A smaller population that’s forced to pay more for new vehicles than their neighbours will inevitably acquire fewer new luxury cars in the span of a month. Just how many fewer vehicles are we talking about? Saab sold 385 cars in the United States in May. In Canada, Saab sold 20.
This we know, Canadians aren’t going to buy that many premium vehicles. But, to a certain extent, Canadian luxury car buyers prefer a different sort of luxury vehicle, too. Oh, Mercedes-Benz and BMW are leaders, no doubt. The brand ranked third, however, was Audi. Following Audi were Acura, then Lexus, then Volvo, then Cadillac, Lincoln, Infiniti, Porsche, Land Rover, Jaguar, Saab, Maserati, and Bentley. Compare that with the U.S. order of BMW, Mercedes-Benz, Lexus, Cadillac, Audi, Acura, Lincoln, Volvo, Infiniti, Land Rover, Porsche, Jaguar, Saab, Bentley, and Maserati.
Which fact stands out? Here’s what you should be noticing: Lexus. Toyota’s luxury brand is in a state of flux lately, but Americans have always been more keen on Lexus than their northerly counterparts. Indeed, the Lexus sales decline in May 2011 in Canada wasn’t as bad as it was in the United States. Yet the percentage of U.S. luxury car sales afforded to Lexus, its luxury segment market share, was still nearly 11% last month. In Canada, Lexus’ market share in the luxury category fell from 11.61% in April to 7.58% in May, as you can see in the pie chart below.

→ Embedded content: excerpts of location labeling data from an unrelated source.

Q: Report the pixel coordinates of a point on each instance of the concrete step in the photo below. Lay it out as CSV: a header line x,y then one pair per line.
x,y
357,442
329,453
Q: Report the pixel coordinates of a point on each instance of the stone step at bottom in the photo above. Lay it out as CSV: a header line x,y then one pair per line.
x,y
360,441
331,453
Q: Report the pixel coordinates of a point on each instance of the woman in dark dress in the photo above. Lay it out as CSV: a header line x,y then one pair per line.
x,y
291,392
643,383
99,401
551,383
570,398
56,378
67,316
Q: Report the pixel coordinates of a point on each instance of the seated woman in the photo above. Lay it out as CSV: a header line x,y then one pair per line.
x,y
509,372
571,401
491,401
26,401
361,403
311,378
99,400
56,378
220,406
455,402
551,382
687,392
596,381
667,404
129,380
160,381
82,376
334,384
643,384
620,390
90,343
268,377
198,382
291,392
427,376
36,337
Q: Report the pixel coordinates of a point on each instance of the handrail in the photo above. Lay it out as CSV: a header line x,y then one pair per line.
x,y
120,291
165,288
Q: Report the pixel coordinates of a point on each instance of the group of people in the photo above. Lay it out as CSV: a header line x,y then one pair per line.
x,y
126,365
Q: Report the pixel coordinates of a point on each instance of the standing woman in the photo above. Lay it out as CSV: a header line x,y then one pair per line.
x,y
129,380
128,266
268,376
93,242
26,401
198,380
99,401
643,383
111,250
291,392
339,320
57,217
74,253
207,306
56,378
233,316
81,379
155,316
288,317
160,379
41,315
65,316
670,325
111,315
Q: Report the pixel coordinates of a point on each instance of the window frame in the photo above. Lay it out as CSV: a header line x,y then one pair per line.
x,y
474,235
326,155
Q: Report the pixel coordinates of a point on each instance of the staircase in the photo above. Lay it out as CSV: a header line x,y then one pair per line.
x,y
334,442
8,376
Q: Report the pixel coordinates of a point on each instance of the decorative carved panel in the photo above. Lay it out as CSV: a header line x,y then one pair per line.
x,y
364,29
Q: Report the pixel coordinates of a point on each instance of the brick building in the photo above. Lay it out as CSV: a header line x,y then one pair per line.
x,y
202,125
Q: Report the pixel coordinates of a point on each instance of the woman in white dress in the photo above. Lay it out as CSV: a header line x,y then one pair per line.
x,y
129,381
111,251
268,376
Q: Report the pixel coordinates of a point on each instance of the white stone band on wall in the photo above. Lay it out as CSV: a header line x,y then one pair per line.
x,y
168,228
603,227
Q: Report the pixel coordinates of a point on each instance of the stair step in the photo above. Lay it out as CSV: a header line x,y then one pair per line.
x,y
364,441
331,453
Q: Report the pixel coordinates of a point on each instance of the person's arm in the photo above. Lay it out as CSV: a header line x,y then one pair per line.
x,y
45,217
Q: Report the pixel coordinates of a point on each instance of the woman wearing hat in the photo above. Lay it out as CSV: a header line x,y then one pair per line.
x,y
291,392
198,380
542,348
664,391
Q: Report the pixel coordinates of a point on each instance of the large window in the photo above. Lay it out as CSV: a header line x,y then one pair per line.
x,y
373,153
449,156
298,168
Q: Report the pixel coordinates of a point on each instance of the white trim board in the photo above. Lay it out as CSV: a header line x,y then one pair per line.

While it won’t surprise frequent readers who understand the depths to which Acura, Lexus, and Infiniti sunk after Japan’s March 11th disasters, seeing the percentage of the luxury market owned by German manufacturers climb from 56.49% to 59.94% over the course of 31 days is a sign that Audi, BMW, Mercedes-Benz, and Porsche aren’t just picking off potential TL, IS, and M35 buyers. The German manufacturers are also participating in a numbers game.
Mercedes-Benz is advertising the 48-month lease of a C250 Special Edition at $358/month, save for the fine print. Audi has financing offers beginning with a 1.9% rate over 72 months. BMW’s top-of-the-line 335xi can be financed at 1.9% for 60 months. The price of a Porsche Panamera S dropped $11,900 this year. That’s an aggressive way of maintaining a lead over the Japanese luxury brands, even after they return from the low-production volume doldrums.